Gait, coordination and abnormal movements
When examining gait and coordination, the results must be interpreted in the light of any motor or sensory findings in the rest of the examination. Patients with significant weakness or posterior column sensory loss will have some loss of coordination. There may be additional incoordination, and assessment of this is difficult and is based on a judgement as to whether the incoordination is disproportionate to the weakness or sensory loss.
Coordination
In testing coordination, look for smoothness and accuracy of movement. The standard manoeuvres used for bed-side testing are finger–nose coordination (Fig. 1), fast repeated movements and heel–shin testing (Fig. 2). Other parts of the examination afford an opportunity to observe coordination, for example the way the patient gets dressed and undressed and does up buttons.
Finger–nose coordination
Hold out your finger about 50 cm in front of the patient’s face. Ask the patient to touch your finger with his or her finger and then touch the nose. Ask the patient to repeat this (Fig. 1).
Heel–shin testing
Ask the patient to lift the heel up and put it on the opposite knee and then run it accurately down the front of the shin (Fig. 2).

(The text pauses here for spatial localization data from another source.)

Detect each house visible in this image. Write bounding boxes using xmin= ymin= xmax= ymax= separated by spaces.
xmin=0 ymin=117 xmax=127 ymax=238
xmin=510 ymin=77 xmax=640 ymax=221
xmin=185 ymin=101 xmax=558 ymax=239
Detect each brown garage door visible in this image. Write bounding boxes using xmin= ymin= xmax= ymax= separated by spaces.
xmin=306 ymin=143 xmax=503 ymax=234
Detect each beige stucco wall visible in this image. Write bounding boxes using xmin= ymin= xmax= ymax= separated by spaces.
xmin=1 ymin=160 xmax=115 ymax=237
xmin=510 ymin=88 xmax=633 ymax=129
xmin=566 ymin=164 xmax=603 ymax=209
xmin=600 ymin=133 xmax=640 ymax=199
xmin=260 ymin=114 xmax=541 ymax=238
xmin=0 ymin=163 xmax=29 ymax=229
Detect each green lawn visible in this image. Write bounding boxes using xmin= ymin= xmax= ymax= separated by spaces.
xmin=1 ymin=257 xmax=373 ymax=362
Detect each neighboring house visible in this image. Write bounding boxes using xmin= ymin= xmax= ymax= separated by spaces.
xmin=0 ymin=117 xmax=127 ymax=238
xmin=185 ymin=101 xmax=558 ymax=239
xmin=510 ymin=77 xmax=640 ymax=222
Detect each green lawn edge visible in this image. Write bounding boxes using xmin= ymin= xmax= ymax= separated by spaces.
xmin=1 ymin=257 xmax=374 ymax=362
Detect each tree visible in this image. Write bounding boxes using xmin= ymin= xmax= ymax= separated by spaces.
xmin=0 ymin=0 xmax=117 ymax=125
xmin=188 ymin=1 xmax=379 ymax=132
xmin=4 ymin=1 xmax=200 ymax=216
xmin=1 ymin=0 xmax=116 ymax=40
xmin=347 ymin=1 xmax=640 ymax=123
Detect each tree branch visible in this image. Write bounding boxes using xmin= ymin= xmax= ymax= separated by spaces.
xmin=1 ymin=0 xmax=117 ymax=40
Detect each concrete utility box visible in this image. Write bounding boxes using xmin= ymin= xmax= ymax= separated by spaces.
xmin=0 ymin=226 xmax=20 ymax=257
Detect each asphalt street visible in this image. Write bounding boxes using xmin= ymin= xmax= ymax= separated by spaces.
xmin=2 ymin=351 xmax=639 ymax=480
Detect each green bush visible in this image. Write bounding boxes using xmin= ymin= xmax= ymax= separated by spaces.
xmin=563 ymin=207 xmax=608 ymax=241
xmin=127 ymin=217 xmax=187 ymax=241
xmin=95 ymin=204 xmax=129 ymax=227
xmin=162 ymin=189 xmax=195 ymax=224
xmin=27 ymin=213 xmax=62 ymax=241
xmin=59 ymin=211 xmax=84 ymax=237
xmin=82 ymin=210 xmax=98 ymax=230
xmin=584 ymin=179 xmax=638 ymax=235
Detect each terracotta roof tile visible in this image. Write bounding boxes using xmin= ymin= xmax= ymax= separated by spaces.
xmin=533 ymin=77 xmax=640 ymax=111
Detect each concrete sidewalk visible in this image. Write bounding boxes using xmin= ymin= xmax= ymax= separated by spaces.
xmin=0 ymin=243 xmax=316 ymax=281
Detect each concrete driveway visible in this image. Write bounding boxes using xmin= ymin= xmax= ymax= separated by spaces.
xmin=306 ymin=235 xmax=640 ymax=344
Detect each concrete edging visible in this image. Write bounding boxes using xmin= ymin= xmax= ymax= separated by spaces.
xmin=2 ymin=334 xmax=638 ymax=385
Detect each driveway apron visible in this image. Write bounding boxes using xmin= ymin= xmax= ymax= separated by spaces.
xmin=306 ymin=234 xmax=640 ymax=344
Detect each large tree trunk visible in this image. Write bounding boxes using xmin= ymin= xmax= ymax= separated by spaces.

Abnormal movements and posture
The diagnosis of patients with movement disorders is primarily syndromic and depends on the clinical classification of their movement disorder. There is considerable overlap between the movements and classification of some movements can be difficult, and in some patients this is a subject of dispute between experts (Fig. 3). However, the most common types of abnormal posture and movement are relatively easily identified.
Abnormal posture
The patient can have an abnormal posture as part of a generalized movement disorder, for example the stooped posture of a patient with Parkinson’s disease, with arms flexed and an immobile face. The abnormal posture may be the only abnormality, such as in focal dystonia where agonist and antagonist muscles co-contract and maintain an abnormal position. The most common focal dystonia is torticollis or cervical dystonia (p. 92).
Abnormal movements
Tremor
Tremor is a rhythmical movement that can be described in terms of:
Some tremors have a particular character, such as the ‘pill-rolling’ tremor of Parkinson’s disease. Examination of tremor aims to distinguish these features. Observe patients at rest; they may need to be distracted to bring out the rest tremor – ask them to say the months of the year backwards or count down from 100. Ask the patient to hold the hands out in the positions (Fig. 4). Observe to see if the tremor develops (postural tremor). Test finger–nose coordination – the tremor can appear as the finger moves (action tremor) or increase as it gets closer to the target (intention tremor). Asking the patient to draw an Archimedes spiral (Fig. 5) is a useful way to document a tremor.
Rest tremor is commonly seen in extrapyramidal disease, and intention tremor as part of cerebellar syndromes (p. 63).
Dystonia, chorea, athetosis and ballismus
These abnormal movements have considerable overlap and can be usefully thought of as a spectrum rather than distinct entities (see Fig. 3).
Chorea is a fidgety, semi-purposeful movement that can vary in amplitude of movement and frequency of occurrence. Patients are often adept at hiding it by converting some of the abnormal movements into apparently intentional movements. Its causes are discussed on page 93.